Nike posted the announcement at nikeblog.com. The text of the announcement includes a common confusion about Puerto Rico’s relationship with the United States. “Time and again,” the blogger says, “Puerto Rico rejects the offer to become the US’s fifty-first state.”
This idea came up frequently in social media and news reports about the Puerto Rico Powerball win, too. The image is of Congress asking Puerto Rico to become a state and Puerto Rico refusing. This has never actually happened.
In 1936, Senator Millard Tydings of Maryland proposed that Puerto Rico be given independence under unfavorable terms, but this bill did not gain support within the U.S. legislature, nor in Puerto Rico.
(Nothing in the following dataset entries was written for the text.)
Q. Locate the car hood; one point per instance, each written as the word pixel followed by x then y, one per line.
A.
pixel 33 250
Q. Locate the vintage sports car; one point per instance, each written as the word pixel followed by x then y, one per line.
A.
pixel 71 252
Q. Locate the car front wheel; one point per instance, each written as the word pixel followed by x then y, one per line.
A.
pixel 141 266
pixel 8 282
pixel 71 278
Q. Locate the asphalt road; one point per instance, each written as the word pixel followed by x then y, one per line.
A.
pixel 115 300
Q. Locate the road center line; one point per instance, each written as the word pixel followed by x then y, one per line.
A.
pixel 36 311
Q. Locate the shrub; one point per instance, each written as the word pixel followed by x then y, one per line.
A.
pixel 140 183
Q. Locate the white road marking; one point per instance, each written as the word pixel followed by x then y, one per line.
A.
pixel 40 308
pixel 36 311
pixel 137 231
Congress has never offered statehood to Puerto Rico, and it is not clear where this idea came from, though it certainly is part of the popular confusion over the relationship between the United States and Puerto Rico.
Puerto Rico voted to become a State in 2012, and there is a bill proposing an up/down vote on statehood, HR 727, currently pending in the House of Representatives with 106 sponsors.